Online photographer takes an analytical approach, attempting to determine what, for an 8 × 10 inch print, constitutes the highest theoretically possible resolution. The answer: 100 megapixels. Maybe. (It might also be 400.) Ken Rockwell compares the D3x to 35mm film and determines them to be very close in resolution. But we’re not interested in an 8 × 10 inch print, and we’re not interested in matching 35mm film. We’re interested in matching big prints made from medium and large format cameras.

I’ve spent a lot of time looking at these big prints (recommend visiting the Margulies for a near-lethal dose). It seems to me that in the best of the 30 × 40 inch prints, the resolution on an per-square-inch basis nears that seen magazines images. Since magazines typically consider 300 dpi to be the minimum resolution for print, it’s easy to calculate 30 × 40 × 3002 = 108,000,000 — 108 megapixels.

But looking at real-world results belies the mathematical precision that is suggested by talk of dots per inch, etc., and the fact is that the actual resolution of those large format print-based prints also varies greatly. This has everything to do with the subject matter, and in what an artist considers acceptable. A 6 megapixel image printed 16 × 24 inches is 120 dpi, yet looks surprisingly good. (A print from the D3x at the same resolution would be 34 × 50 inches.) It’s imperative for each person interested in this to familiarize themselves with what 100 dpi, 150 dpi, etc. looks like for their subject matter, and with today’s technology it’s trivially easy to do this.

Just for fun, check out the picture above. It’s a tiny crop from a picture off my Canon pocket camera, scaled up by 150%. Not fantastic, but at this resolution (assuming a 100 dpi monitor), a print of the whole picture would be 50 inches across.

Micropayments

The world internet is abuzz with talk about this weeks’ Time cover story advocating micropayments for online content. Rex Sorgatz even put together a really smart model of how they might work.

The problem, for those not following along, is that newspapers and some magazines are dying, loosing revenue from their print editions (because they didn’t play nice with the internet early on), and they think this (i.e. not playing nice with the internet now) is going to be their salvation.

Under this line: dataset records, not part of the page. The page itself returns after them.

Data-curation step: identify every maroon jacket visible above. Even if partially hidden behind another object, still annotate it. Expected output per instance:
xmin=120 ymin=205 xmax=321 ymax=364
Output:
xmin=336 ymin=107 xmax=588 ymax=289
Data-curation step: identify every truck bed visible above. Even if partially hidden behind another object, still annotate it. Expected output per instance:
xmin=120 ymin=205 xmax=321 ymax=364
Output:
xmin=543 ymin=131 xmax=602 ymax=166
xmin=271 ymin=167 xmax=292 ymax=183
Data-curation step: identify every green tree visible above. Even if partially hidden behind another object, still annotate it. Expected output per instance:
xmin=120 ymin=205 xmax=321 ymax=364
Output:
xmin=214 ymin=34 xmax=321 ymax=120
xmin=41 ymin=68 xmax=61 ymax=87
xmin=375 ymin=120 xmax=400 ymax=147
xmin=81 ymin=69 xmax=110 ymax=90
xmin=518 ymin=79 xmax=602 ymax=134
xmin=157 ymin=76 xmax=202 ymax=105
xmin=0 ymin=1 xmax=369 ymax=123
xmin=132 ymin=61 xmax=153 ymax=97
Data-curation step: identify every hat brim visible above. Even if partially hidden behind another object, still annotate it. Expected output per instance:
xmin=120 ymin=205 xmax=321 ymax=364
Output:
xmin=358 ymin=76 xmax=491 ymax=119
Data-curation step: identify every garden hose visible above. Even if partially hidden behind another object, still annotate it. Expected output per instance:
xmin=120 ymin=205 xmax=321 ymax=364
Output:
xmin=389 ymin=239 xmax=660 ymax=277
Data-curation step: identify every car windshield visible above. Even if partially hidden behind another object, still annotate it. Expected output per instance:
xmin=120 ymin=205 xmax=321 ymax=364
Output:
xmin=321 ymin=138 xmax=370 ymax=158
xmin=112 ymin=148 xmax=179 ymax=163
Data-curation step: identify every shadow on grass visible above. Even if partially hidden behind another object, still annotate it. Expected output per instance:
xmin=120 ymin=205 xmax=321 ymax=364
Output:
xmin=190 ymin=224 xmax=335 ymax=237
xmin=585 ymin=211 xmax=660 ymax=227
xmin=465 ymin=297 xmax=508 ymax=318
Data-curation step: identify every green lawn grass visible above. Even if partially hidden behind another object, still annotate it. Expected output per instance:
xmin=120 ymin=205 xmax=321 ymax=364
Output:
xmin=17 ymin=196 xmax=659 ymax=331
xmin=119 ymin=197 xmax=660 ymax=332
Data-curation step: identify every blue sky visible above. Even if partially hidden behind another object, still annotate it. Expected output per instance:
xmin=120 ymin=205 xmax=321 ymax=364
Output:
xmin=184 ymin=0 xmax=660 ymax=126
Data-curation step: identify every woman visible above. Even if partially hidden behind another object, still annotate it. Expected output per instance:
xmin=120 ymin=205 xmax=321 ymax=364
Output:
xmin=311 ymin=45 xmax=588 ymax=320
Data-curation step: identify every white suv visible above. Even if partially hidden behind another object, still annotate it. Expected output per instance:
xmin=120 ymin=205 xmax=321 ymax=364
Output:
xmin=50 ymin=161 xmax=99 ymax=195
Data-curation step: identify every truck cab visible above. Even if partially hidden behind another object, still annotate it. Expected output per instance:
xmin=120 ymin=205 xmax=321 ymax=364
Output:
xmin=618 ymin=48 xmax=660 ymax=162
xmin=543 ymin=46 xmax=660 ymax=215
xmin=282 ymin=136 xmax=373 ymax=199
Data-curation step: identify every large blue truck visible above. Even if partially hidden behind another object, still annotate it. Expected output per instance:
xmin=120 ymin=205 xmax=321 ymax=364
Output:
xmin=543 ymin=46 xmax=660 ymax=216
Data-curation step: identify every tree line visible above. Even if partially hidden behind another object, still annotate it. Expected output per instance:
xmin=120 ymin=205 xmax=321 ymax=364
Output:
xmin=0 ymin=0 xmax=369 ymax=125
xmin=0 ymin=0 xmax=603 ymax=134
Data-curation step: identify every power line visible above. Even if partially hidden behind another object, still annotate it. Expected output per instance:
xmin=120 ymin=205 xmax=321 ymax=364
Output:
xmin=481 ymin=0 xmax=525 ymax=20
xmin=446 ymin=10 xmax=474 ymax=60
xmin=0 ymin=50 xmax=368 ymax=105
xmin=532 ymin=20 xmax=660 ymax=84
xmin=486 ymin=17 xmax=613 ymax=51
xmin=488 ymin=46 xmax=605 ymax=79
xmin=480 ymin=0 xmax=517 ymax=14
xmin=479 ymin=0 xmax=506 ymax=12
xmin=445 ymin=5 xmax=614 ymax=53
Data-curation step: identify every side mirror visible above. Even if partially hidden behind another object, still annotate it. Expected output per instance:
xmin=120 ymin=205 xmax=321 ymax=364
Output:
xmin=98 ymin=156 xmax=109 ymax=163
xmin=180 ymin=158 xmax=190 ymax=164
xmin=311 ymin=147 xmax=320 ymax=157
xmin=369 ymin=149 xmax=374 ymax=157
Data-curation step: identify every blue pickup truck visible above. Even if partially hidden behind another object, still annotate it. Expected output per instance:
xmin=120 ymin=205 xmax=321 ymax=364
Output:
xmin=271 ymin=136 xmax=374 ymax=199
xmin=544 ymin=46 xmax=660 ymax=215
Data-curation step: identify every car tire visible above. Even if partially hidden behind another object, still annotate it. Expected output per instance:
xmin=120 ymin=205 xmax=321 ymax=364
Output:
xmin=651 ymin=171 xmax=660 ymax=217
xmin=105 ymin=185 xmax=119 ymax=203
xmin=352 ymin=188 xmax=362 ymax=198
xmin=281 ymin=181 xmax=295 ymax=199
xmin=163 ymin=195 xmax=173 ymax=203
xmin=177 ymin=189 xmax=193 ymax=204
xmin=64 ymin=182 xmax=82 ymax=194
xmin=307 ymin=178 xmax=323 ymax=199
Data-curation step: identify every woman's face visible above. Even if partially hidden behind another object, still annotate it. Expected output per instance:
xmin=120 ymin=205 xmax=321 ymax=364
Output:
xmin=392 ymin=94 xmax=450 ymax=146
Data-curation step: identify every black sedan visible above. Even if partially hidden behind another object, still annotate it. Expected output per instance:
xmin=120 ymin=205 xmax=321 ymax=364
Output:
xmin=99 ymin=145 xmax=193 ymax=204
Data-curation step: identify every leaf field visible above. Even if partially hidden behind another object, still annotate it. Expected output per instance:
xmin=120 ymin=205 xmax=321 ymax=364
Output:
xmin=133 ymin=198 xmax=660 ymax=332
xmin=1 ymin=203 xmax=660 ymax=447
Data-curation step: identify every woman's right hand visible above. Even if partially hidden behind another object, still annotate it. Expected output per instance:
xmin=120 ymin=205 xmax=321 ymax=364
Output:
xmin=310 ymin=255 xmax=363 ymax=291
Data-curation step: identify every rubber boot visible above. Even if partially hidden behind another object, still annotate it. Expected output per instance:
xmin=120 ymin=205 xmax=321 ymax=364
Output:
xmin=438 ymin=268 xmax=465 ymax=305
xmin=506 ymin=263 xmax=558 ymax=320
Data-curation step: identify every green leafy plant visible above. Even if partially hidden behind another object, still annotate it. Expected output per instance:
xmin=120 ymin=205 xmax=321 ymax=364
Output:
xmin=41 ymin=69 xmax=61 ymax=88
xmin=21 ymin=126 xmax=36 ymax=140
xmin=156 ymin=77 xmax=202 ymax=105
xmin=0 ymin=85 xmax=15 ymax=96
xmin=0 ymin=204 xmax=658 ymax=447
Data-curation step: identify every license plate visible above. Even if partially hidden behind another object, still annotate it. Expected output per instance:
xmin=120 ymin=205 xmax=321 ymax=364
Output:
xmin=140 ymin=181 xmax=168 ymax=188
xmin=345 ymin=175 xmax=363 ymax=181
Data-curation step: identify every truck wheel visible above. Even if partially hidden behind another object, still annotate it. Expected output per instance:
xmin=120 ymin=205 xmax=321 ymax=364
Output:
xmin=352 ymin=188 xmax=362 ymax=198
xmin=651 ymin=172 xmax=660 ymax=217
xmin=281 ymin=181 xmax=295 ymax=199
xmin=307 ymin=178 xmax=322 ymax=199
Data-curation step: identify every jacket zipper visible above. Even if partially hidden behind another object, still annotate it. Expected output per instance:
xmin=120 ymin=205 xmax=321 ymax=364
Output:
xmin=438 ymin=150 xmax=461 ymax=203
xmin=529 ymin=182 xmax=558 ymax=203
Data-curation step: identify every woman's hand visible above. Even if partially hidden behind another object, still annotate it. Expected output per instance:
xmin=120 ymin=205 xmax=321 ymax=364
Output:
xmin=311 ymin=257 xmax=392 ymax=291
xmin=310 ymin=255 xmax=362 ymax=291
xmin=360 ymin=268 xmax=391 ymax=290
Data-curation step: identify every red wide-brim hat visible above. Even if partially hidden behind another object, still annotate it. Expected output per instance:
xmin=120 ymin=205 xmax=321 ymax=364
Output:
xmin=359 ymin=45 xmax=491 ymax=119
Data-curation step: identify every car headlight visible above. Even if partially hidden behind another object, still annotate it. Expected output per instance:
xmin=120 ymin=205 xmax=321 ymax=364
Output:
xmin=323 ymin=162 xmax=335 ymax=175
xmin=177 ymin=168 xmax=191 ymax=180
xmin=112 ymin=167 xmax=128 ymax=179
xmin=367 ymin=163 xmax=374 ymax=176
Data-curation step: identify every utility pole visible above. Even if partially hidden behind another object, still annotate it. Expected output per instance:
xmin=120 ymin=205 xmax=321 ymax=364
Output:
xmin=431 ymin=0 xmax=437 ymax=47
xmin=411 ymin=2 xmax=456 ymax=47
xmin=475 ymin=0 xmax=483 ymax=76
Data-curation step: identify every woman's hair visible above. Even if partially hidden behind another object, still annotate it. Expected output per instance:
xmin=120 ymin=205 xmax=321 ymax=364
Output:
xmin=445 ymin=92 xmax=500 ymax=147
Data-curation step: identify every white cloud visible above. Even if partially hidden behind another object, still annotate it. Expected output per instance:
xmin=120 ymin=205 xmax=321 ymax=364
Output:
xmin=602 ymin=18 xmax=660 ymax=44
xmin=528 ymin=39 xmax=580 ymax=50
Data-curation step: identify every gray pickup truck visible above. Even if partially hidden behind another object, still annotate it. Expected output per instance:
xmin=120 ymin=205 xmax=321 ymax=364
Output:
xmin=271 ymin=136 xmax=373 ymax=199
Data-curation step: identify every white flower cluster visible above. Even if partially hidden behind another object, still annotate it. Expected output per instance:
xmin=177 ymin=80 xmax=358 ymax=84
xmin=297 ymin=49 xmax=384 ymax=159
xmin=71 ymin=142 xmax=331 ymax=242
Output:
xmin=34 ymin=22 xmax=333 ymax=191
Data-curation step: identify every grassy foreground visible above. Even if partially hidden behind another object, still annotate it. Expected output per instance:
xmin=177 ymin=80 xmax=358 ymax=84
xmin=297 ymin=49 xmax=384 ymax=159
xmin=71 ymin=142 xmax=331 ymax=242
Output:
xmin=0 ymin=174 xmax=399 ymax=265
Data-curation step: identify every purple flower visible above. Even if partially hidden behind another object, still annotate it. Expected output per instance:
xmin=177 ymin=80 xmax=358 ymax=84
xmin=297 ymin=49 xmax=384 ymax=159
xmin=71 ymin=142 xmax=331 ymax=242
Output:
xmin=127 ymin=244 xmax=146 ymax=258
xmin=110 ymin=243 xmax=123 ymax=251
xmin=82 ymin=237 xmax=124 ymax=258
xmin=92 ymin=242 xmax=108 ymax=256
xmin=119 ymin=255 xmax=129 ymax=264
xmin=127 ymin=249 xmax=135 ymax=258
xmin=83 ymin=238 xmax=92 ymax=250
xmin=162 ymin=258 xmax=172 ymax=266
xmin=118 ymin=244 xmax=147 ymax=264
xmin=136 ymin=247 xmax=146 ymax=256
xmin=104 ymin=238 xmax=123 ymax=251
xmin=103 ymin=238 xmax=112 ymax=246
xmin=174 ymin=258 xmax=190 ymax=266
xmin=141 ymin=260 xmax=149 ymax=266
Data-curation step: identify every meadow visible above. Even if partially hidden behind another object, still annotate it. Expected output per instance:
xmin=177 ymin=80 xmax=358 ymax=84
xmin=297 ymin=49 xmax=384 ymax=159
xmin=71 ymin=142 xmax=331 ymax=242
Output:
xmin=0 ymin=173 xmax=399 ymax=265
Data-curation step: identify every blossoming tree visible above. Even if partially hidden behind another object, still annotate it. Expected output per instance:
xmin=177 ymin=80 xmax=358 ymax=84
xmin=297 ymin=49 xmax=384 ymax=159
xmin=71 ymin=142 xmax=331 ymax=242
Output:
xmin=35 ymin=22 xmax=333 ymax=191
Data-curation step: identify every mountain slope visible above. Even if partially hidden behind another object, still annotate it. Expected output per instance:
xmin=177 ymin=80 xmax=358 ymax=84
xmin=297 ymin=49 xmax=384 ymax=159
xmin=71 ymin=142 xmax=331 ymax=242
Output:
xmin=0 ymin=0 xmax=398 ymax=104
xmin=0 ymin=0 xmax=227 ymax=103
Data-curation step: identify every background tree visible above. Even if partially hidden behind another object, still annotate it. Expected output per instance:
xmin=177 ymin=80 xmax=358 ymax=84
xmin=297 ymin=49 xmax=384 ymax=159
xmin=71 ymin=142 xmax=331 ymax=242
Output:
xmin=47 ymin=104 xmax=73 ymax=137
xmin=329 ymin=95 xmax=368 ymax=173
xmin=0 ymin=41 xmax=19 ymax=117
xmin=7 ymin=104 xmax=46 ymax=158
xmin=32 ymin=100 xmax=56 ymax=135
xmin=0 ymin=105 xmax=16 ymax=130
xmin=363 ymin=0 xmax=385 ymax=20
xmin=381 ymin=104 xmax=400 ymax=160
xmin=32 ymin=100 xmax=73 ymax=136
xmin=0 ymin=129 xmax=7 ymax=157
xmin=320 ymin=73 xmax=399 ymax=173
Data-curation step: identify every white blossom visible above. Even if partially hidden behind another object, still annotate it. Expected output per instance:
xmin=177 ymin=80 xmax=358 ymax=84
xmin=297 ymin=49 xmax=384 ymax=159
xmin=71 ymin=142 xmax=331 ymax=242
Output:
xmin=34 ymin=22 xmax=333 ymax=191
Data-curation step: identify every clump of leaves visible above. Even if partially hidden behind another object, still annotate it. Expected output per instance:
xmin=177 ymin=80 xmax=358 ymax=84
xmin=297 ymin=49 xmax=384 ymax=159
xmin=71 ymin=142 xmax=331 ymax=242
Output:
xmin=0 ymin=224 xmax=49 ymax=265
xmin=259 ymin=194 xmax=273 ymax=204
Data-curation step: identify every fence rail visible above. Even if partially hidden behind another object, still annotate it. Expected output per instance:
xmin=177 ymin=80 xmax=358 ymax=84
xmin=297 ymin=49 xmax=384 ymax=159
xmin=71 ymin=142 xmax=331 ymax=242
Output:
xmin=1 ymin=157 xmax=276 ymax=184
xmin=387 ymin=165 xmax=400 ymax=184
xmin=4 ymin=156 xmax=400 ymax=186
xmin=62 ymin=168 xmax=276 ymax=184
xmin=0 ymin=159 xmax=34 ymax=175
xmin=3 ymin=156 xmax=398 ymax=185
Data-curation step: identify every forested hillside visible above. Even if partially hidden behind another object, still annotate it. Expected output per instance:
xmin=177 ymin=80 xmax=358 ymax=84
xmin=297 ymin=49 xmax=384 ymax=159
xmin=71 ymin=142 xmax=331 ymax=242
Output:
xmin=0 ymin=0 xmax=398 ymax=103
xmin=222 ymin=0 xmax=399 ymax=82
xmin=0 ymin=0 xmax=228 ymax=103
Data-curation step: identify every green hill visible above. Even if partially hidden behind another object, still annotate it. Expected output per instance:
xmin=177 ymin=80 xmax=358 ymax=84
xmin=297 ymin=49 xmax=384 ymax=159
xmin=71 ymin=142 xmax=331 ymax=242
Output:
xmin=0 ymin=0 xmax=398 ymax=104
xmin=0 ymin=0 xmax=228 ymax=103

It’s not going to work, and Clay Shirky has done a great job of explaining why (via). Essentially, because people pony up on micropayments only when they have no other alternative. The only way for this to succeed is for the New York Times (or whoever) to convince all similar content providers to implement a micropayment system system at the same time.

For those following along at home, I’ve made two of my own proposals for saving the newspaper industry over the years: the non-profit model, and the break it up and rebuild it model (see comment #2).